I renamed it the “unhappy hour,” even though the thought was appreciated.
The hotel put out two wines at 4 p.m. in its lobby, a white and a red. A sign invited guests to help themselves. Ignoring that the wine wasn’t exciting, I nonetheless poured two glasses and we sat on a couch.
Then I noticed what most other hotel guests never would have: the smells.
First there were vanilla-scented votive candles on every flat surface in the lobby, imparting such a strong scent I couldn’t smell the wine at all.
Then there was the wineglass—it smelled like chlorine from the additive used to make them sanitary. The carpeting was new, so the lobby smelled like petroleum, and the entry door kept opening, allowing vehicles’ diesel fumes to spew in.
We were under nasal assault.
For some people, reading this may conjure up the late comedian Pat Paulsen, who often said, “Picky, picky.” But the aromatic intrusions were so annoying that we had only one choice. We went around the corner to a shop, bought a bottle of vinho verde from Portugal, and did our own happy hour in our room.
Some people don’t pay any attention to this stuff, but numerous aromatic interferences act as roadblocks to appreciating fine wines. And the more subtle the wine is, the easier it is to interrupt its delivery of a key element.
One of the most obvious examples, and it’s relatively unavoidable, comes in restaurants where kitchen smells are a huge part of the dining experience. And it gets even worse in places that do tableside preparation, such as that of steak Diane, where brandy or cognac are added to the dish, which then is dramatically flamed in the middle of the dining room!
That precise experience occurred to me years ago at an otherwise excellent restaurant—just after we had opened a bottle of a great white Bordeaux. All we could smell was the Worcestershire sauce and the mustard, which steak Diane calls for.
It is for reasons such as this that I rarely order subtle white wines when I am out to dine. Chablis, chenin blanc, and other similarly delicate whites usually cannot stand up to the assertive aromas that many foods impart.

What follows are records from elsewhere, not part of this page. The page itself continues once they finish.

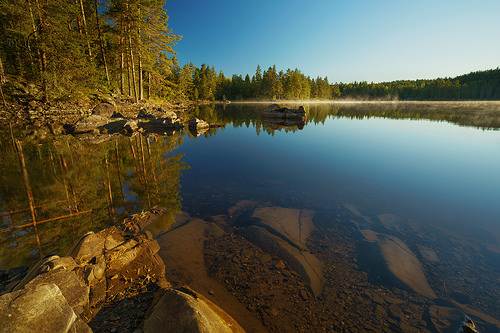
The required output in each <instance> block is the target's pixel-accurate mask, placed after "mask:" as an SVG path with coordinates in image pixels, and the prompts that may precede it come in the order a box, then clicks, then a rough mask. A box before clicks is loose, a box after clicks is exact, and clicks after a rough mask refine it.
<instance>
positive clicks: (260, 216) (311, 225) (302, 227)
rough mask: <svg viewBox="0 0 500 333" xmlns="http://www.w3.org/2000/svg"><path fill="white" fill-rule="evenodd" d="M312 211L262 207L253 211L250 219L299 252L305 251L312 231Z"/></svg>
mask: <svg viewBox="0 0 500 333" xmlns="http://www.w3.org/2000/svg"><path fill="white" fill-rule="evenodd" d="M313 215H314V212H313V211H308V210H300V209H291V208H283V207H264V208H257V209H255V210H254V212H253V215H252V217H256V218H258V219H259V220H260V222H259V224H260V225H261V226H264V227H265V228H268V229H272V230H274V231H275V232H277V233H279V234H280V235H282V236H283V237H284V238H285V239H286V240H287V241H288V242H290V243H292V244H293V245H294V246H296V247H297V248H299V249H301V250H307V246H306V241H307V238H309V236H310V235H311V232H312V231H313V230H314V225H313V223H312V217H313Z"/></svg>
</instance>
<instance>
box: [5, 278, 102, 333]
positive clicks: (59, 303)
mask: <svg viewBox="0 0 500 333" xmlns="http://www.w3.org/2000/svg"><path fill="white" fill-rule="evenodd" d="M0 323H1V324H0V332H2V333H4V332H5V333H7V332H8V333H17V332H19V333H31V332H33V333H45V332H47V333H52V332H76V333H91V332H92V330H91V329H90V327H88V326H87V324H85V323H84V322H83V321H82V320H81V319H80V318H79V317H78V316H77V315H76V314H75V312H74V311H73V309H72V308H71V306H70V305H69V304H68V302H67V300H66V298H65V297H64V296H63V294H62V292H61V290H60V289H59V287H58V286H57V285H56V284H53V283H48V284H39V285H31V286H27V287H26V288H24V289H21V290H18V291H15V292H12V293H8V294H4V295H2V296H0Z"/></svg>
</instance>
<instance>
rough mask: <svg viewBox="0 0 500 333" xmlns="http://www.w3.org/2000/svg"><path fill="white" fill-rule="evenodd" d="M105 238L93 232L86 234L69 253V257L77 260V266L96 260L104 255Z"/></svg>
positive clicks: (98, 234) (69, 250) (101, 235)
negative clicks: (78, 264)
mask: <svg viewBox="0 0 500 333" xmlns="http://www.w3.org/2000/svg"><path fill="white" fill-rule="evenodd" d="M104 242H105V238H104V237H103V236H102V235H100V234H95V233H93V232H92V231H91V232H88V233H86V234H85V235H83V236H82V238H80V240H79V241H78V242H77V243H75V245H74V246H73V247H72V248H71V249H70V250H69V251H68V254H67V256H71V257H73V258H74V259H75V261H76V263H77V264H80V265H81V264H85V263H88V262H89V261H91V260H92V259H94V258H96V259H97V258H98V257H100V256H102V255H103V252H104Z"/></svg>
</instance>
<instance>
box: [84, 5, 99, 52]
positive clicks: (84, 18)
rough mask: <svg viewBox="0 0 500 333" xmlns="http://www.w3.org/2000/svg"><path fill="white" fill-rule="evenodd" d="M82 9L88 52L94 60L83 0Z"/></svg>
mask: <svg viewBox="0 0 500 333" xmlns="http://www.w3.org/2000/svg"><path fill="white" fill-rule="evenodd" d="M80 11H81V13H82V22H83V32H84V33H85V40H86V41H87V49H88V54H89V58H90V60H92V49H91V48H90V40H89V34H88V32H87V19H86V18H85V9H84V8H83V0H80ZM98 22H99V21H98Z"/></svg>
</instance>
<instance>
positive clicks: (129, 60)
mask: <svg viewBox="0 0 500 333" xmlns="http://www.w3.org/2000/svg"><path fill="white" fill-rule="evenodd" d="M130 76H131V75H130V59H129V57H128V56H127V83H128V96H129V97H130V96H132V79H131V78H130Z"/></svg>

I reserve such lighter wines for seafood and certain Asian foods, such as Thai and Japanese, which are usually better with white wines anyway.
Best bets when dining out are fairly forceful reds, in particular when you can decant them to open up their aromatics and allow them to compete with ambient smells in the room.
The best reds in the aromatic competition derby are syrah, petite sirah, zinfandel, malbec, and merlot. Older red wines have more aromatics to deliver, but they’re typically more expensive.
Similar aromatic challenges occur when sampling wines out-of-doors. Some people may not be able to smell grass, trees, and other flora, but those scents do have a way of impeding our ability to sense wine’s more elusive characteristics.
If nothing else, the wine-sniffing experience outdoors differs from the same wine poured inside.
Another pitfall occurs when the vessel isn’t glass. The wrong kind of plastic can give off such a foul smell that the wine is virtually ruined.
I once was a judge at a wine competition where the white plastic tablecloths smelled like a petroleum plant. All the tablecloths were removed and discarded outside.
This subject makes more sense when you’re considering quality wine, from which you’re trying to experience all of its charms. If all you care about is how wet a wine is, ignore the foregoing.